Pourquoi s'intéresser au système des intermittents ? Il ne concerne pourtant que 100 000 personnes, ce qui est peu. En revanche, il est en déficit à hauteur d'un milliard d'euros, qui sont puisés dans le régime général de l'assurance-chômage. Donc oui, il y a un problème dès lors qu'on considère qu'il s'agit de fait d'une subvention au secteur culturel, subvention dont on ne sait pas trop ni à qui elle profite, ni ou elle va.

Les bases

Pour bénéficier du régime des intermittents du spectacle, il faut pouvoir justifier d'au moins 507 heures travaillées au cours des dix derniers mois, et cotiser spécifiquement à ce régime, qui a un niveau de prélèvements plus élevés (soit dit en passant, travailler moins de 507 heures ne dispense pas de cotisations les aspirants à ce statut). Moyennant quoi, il est possible de disposer d'une indemnisation plus longue durant les périodes de chômage. En pratique, ce régime couvre à la fois les artistes et les techniciens du spectacle.

Le problème

Inutile de refaire ici ce qui a été fait, en mieux, ailleurs : les pages 73 à 87 du livre de F. Benhamou, Les Dérèglements de l'exception culturelle couvrent bien le sujet. Rappelons l'essentiel : une des raisons majeure du déficit du régime des intermittents du spectacle est la sous-déclaration des heures travaillées, permettant aux commanditaires de faire financer par l'assurance-chômage tout ou partie du temps de répétition et de mise en place d'un spectacle. Ainsi, de nombreux intermittents (en particulier du côté des techniciens) travaillent à temps complet (et souvent beaucoup plus, les amplitudes horaires étant très importantes), mais sont embauché sur des contrats d'intermittence renouvelés régulièrement. En fait, le régime des intermittents a tout de la mauvaise subvention :

  • Il est mal ciblé, concernant des individus dont les rythmes de travail et les situations sont très différentes (artistes allant de projet en projet et techniciens à plein temps sur un même plateau) ;
  • Il fournit les mauvaises incitations : d'une part, il encourage les commanditaires à renouveler des contrats d'intermittence plutôt que de signer des contrats de long terme (puisque les intermittents acceptent de travailler pendant une période où ils sont censés être au chômage), il encourage de nombreux jeunes à entrer dans la carrière artistique, qui apparaît comme plus protégée des aléas qu'elle ne l'est vraiment, et enfin incitent ceux qui en bénéficient à des comportements opportunistes, visant juste le nombre d'heures suffisant pour avoir droit aux indemnisations ;
  • Il a des conséquences régressives, d'une part envers les artistes ayant peu d'engagements (qui cotisent sans bénéficier du dispositifs) et d'autre part envers les contributeurs nets, les salariés du privé, qui abondent les caisses d'assurance-chômage qui comblent le déficit du régime des intermittents ;
  • Il encourage la surproduction de spectacles en abaissant le seuil de rentabilité et en limitant le risque encouru en cas de faible succès, et parmi les spectacles produits, le nombre de représentations est le plus souvent très insuffisant.

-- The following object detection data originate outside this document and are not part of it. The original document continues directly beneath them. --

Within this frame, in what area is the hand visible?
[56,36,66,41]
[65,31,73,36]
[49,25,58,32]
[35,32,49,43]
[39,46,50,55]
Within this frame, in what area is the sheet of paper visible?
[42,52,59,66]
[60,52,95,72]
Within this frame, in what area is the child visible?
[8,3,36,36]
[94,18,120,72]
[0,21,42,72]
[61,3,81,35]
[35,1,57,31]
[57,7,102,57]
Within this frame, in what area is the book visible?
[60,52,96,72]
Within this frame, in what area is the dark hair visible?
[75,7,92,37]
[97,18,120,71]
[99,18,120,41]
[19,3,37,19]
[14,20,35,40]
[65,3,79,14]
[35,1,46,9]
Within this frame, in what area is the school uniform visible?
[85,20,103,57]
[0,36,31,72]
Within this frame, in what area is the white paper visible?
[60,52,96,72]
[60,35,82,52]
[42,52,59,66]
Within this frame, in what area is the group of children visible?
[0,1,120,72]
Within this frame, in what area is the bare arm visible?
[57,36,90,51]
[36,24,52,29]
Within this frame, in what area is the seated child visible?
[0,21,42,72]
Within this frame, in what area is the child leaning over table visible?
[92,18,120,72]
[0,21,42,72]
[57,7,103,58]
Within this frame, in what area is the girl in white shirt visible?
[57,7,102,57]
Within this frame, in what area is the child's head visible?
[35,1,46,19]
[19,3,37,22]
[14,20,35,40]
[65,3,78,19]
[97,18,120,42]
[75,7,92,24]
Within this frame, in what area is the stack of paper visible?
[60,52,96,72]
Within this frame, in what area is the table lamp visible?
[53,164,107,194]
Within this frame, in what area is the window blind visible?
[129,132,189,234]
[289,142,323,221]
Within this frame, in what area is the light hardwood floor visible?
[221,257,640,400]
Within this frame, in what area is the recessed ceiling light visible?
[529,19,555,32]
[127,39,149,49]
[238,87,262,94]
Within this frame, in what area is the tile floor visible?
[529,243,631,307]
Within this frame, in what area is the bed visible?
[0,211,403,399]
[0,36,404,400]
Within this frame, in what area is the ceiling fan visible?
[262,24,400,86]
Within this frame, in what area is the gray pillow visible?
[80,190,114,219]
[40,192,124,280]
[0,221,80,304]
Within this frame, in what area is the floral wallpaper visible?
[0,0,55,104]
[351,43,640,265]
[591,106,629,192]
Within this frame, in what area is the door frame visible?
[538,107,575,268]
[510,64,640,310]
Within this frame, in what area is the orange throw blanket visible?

Tout cela est évidemment connu, même si les débats (voir la pauvreté des commentaires de l'article du Monde) oppose souvent des arguments caricaturaux, artistes accusés de fainéantise d'une part contre salariés accusés de poujadisme et d'anti-intellectualisme. Le fait est qu'une grande part de la production du spectacle, du cinéma et de l'audiovisuel repose sur ce système, et que sa fin aurait des conséquences difficilement prévisibles. Ce qui ne signifie pas, au contraire, qu'il ne faille pas le réformer.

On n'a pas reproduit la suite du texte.